Even if the denominator seems redundant for its unit expectation, in practice, sample estimates of the mean inverse probability weight will not be exactly \(1\). \(\hat{E}\left\{\frac{I(Z_i=z)}{f(Z_i\mid X_i)}Y_i^{obs}\right\} \Big/ \hat{E}\left\{\frac{I(Z_i=z)}{f(Z_i\mid X_i)}\right\}\) is generally used for estimating parameters in a marginal structure models where weighted regressions are commonly used.3 We call it modified Horovitz-Thompson estimator. Compare it with the original Horovitz-Thompson estimator: \(\hat{E}\left\{\frac{I(Z_i=z)}{f(Z_i\mid X_i)}Y_i^{obs}\right\}\)
Because \(f(Z_i\mid X_i)\) is regarded as a random variable, the expression on the left is well defined. But when \(f(Z_i=z\mid X_i)=0\) for some \(z\), the left-hand side will not have meaningful causal interpretation.

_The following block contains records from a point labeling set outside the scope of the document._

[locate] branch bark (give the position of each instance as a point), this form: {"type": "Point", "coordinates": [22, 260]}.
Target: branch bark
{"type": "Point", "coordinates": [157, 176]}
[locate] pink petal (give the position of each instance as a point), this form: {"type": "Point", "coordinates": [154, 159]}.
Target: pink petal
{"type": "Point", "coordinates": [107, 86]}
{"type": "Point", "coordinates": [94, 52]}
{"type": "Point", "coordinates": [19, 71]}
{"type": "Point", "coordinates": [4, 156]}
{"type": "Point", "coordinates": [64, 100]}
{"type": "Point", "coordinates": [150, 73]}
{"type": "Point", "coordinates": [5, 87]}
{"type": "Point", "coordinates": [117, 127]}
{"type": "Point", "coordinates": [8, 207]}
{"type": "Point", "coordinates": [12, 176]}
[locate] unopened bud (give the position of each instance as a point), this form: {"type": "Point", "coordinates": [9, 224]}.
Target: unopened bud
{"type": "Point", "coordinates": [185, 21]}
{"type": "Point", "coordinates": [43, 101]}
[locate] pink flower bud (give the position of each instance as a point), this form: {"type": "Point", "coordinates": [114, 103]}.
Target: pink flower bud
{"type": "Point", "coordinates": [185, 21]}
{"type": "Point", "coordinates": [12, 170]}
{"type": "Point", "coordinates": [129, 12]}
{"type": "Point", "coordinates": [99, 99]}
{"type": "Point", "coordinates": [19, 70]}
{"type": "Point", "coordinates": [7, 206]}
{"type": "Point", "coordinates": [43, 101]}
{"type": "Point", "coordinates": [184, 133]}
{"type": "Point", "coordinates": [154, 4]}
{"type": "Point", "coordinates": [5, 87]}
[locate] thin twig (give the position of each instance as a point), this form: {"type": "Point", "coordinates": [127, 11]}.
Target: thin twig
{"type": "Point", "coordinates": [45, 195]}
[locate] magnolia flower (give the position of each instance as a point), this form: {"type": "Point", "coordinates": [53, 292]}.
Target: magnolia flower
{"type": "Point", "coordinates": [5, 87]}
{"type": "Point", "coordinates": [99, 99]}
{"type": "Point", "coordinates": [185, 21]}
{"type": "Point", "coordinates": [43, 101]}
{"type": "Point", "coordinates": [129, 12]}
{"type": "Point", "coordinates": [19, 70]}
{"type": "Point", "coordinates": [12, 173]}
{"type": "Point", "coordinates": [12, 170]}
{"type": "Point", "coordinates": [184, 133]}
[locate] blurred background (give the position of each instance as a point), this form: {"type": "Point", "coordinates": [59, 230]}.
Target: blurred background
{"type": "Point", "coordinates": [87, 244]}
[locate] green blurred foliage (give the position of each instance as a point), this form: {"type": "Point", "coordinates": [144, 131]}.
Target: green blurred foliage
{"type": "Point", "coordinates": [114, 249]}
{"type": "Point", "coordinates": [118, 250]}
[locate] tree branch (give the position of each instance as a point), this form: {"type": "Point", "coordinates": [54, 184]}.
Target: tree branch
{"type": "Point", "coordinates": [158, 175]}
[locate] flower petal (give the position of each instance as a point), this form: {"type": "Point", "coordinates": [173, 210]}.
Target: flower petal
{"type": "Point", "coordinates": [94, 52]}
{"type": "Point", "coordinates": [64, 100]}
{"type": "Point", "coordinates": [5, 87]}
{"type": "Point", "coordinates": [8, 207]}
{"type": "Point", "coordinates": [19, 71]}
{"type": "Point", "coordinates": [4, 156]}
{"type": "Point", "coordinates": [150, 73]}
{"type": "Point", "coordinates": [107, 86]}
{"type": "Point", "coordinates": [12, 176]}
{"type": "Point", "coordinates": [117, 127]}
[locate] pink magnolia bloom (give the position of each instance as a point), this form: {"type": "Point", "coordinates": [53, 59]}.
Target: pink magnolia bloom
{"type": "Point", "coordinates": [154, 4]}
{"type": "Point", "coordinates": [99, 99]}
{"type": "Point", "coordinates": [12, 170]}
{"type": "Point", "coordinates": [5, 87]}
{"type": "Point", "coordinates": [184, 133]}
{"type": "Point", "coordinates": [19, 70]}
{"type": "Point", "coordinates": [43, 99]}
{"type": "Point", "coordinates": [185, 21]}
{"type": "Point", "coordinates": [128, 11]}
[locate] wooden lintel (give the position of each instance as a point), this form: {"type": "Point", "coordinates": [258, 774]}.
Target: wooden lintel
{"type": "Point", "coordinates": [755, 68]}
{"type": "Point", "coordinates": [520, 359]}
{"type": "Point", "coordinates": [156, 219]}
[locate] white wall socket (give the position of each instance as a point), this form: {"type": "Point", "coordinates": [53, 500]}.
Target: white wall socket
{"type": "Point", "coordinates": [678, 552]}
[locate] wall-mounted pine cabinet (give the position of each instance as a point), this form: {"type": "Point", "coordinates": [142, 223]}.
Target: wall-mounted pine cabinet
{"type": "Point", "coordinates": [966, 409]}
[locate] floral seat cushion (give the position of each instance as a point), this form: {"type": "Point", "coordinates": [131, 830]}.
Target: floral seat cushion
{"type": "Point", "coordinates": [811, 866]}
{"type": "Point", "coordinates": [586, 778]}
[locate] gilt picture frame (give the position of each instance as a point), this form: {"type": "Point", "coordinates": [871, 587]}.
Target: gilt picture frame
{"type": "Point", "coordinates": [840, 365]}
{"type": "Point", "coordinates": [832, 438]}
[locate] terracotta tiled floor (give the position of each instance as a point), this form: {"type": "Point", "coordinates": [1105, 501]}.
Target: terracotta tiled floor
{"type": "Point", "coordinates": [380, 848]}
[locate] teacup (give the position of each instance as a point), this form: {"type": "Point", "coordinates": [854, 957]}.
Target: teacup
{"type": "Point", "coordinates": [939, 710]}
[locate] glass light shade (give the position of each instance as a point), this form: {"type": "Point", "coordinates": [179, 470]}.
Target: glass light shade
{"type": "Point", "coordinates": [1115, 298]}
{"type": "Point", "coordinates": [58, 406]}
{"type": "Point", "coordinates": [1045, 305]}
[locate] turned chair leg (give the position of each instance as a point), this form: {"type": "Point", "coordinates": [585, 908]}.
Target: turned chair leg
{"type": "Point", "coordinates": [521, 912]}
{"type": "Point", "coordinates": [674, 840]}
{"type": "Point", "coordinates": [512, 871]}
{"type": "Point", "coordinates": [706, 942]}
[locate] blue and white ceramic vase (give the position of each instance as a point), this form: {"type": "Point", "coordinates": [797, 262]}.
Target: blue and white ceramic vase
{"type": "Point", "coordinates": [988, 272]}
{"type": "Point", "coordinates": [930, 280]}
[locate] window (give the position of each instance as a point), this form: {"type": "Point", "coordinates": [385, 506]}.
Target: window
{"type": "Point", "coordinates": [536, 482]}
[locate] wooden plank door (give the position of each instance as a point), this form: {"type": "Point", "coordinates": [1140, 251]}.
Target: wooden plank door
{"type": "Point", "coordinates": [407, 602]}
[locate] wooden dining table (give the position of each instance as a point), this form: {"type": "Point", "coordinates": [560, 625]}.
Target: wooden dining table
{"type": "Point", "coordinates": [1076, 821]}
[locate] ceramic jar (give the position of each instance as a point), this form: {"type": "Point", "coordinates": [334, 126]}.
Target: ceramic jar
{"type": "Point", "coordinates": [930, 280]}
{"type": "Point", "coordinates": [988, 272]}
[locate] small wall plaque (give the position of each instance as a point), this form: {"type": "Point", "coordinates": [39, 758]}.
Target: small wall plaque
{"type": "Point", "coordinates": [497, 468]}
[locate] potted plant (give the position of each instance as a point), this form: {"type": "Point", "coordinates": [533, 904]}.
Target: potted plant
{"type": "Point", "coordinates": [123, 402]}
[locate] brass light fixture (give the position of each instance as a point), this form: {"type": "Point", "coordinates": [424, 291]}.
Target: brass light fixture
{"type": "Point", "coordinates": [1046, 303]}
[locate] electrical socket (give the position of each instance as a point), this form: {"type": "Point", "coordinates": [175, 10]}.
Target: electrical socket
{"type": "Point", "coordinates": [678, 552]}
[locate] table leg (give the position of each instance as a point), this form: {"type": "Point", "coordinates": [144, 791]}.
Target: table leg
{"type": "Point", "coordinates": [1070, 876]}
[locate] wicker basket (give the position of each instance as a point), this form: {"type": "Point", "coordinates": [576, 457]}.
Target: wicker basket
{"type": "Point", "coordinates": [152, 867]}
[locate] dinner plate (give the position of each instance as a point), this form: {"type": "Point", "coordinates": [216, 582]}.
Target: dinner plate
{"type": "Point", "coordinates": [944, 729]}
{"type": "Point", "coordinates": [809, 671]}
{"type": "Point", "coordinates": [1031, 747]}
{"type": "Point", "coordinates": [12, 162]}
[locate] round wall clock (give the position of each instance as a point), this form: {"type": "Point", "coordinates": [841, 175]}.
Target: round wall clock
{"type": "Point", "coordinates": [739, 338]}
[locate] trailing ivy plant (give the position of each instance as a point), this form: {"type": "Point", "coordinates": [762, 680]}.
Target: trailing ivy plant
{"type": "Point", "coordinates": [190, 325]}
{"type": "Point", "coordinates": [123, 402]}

The weight \(1/f(Z_i\mid X_i)\) used here is referred to as unstablized weights. A more complete account of the inverse probability weighting with stablized weights \(f(Z_i)/f(Z_i\mid X_i)\) that might offer smaller variance of the causal effect estimates can be found here (Hernán and Robins 2006Hernán, Miguel A, and James M Robins. 2006. “Estimating Causal Effects from Epidemiological Data.” Journal of Epidemiology and Community Health 60 (7). BMJ Publishing Group Ltd: 578–86.).